Following the recent disasters that hit the US mainland, Finance Monthly reached out to Nalanda Matia, Lead Economist at Dun & Bradstreet, to gather thoughts on the overall impact felt by supply chains throughout the various industries, regions and markets.
Mother Nature hasn’t been kind to the United States in the past month or so; Hurricane Harvey left a trail of destruction on several counties in Texas, while Hurricane Irma devastated parts of the Sunshine State, most notably The Keys. The stormy season doesn’t look like it will abate anytime soon. The market impacts of these natural disasters are significant, particularly on densely populated and urban cities.

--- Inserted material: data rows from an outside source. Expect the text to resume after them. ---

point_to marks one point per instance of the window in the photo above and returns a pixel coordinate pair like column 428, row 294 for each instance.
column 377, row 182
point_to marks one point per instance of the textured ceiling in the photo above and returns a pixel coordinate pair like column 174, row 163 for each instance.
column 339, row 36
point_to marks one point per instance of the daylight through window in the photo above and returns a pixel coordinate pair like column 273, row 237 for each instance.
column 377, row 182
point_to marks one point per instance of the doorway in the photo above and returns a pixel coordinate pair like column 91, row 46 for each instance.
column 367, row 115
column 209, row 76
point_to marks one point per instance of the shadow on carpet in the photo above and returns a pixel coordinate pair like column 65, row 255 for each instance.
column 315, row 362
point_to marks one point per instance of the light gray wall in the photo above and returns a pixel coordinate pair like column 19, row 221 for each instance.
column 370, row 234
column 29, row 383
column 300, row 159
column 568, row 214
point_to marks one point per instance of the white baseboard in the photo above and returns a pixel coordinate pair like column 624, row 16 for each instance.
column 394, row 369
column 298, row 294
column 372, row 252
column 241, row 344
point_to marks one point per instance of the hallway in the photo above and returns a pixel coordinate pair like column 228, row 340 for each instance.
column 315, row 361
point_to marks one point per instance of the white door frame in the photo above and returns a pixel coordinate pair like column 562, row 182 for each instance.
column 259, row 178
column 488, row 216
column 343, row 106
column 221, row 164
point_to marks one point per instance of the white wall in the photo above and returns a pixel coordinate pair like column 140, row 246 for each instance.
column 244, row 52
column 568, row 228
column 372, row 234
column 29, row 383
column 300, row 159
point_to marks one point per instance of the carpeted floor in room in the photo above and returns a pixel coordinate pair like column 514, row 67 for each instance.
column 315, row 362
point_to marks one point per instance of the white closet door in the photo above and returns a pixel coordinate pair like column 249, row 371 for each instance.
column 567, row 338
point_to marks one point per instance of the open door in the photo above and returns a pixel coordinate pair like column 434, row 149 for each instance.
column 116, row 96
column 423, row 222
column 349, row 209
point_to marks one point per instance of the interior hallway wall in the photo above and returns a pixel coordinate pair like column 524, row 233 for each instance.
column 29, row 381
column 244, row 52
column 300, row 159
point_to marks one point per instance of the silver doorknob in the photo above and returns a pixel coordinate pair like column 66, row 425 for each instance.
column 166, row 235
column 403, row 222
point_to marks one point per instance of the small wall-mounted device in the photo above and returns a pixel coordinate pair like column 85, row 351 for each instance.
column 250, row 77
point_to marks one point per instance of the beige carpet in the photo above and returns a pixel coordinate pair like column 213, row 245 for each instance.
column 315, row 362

While the financial repercussions of Irma are still being counted, let’s take a closer look at the impact of Harvey, including affected industries, the supply chain and the future outlook of the affected areas.
Early estimates have placed the impact of Category 4 Hurricane Harvey at around $75 billion, with losses from insured and uninsured residential and commercial properties making up the majority. With the addition of other costs associated with business interruptions, lapses in employment gains, and additional flooding or damage to contents of the properties, the toll could be much higher.
The top industries in the state with the largest number of jobs that have been potentially impacted by the hurricane are services; manufacturing; wholesale and retail trade; mining; construction; finance, insurance, & real estate and agriculture, forestry & fishing.
Supply chain concerns
The disruption in energy exports and other supply chain activities as ports in the state remained closed to vessel traffic until floodwater damage was assessed affected consumers and trade, creating build-ups and delays.
Many industry supply chains will take a hit as the transportation industry looks to get business back to normal. The Houston area in particular accommodates several major airports with flights to more than 70 international destinations. With some of these airports closed for a few days, the air transportation sector faced considerable backlog that they’re still coping with today.
Waterborne transportation is also in crisis due to the closure for several days of all major ports in the Houston and Corpus Christi areas. Large container ships headed to Houston to load cargo were stranded or diverted to nearby ports to wait out the storm and port closures. This caused severe supply chain disruptions in both parts of the United States and internationally. Based on the diverse nature of cargo that goes through the Houston area ports, the supply chain interruptions were not just limited to energy or chemicals, but extended to other commodities, such as agricultural products.
Business and economic impact
The parts of the United States affected by Hurricane Harvey have relatively high populations and are economically developed areas, which has contributed to high economic losses, perhaps one of the highest economic costs incurred due to a natural disaster in the US. With thousands of businesses and their employees stricken, the economic outlook for the region as a whole is expected to be lacklustre, but this prognosis may be true only in the short term.
Looking more closely at what businesses were affected, the vast majority were micro and small businesses with fewer than 10 and fewer than 100 employees, respectively. Also, close to 40% of the affected businesses are fairly young – within the first five years of their life cycles.
According to our estimates, the county of Harris, TX seems to have undergone the maximum disruption as far as the number of affected businesses are concerned. The county contains more than 60% of the businesses that have been declared at risk.
What to expect from Irma
While Irma seems to have been a slightly stronger storm in terms of wind, its financial impacts – without diminishing its severity – might be slightly less than Hurricane Harvey’s. Dun & Bradstreet estimates over two million businesses to have been in the monster hurricane’s path. This includes 49 counties in FL, three in Georgia, four in PR and two in Virginia that have been declared as disaster regions by FEMA.
Early estimates regarding these businesses are that nearly 60% of the jobs affected are in Services and Retail – with the affected regions in scenic and tourist-frequented areas. Pre-Irma, about 12% of the businesses located in the path of the storm were in the riskiest class of the Dun & Bradstreet Delinquency Predictor score. Because of the hurricane, these businesses, which were already at risk of becoming severely delinquent, will have an increasingly difficult time meeting their obligations.
Early estimates put the damage from Hurricane Irma in Florida and the surrounding areas at closer to $50bn, but the exact number is hard to predict exactly at this stage. As the southern coastal states count the cost of these disasters, we envisage a number of months until all services, transportation systems, supply chains and the economy are back to normal.
Although these current disasters are not expected to leave a permanent imprint on the economy of the United States, the immediate consequences of these increasingly frequent events cannot be ignored.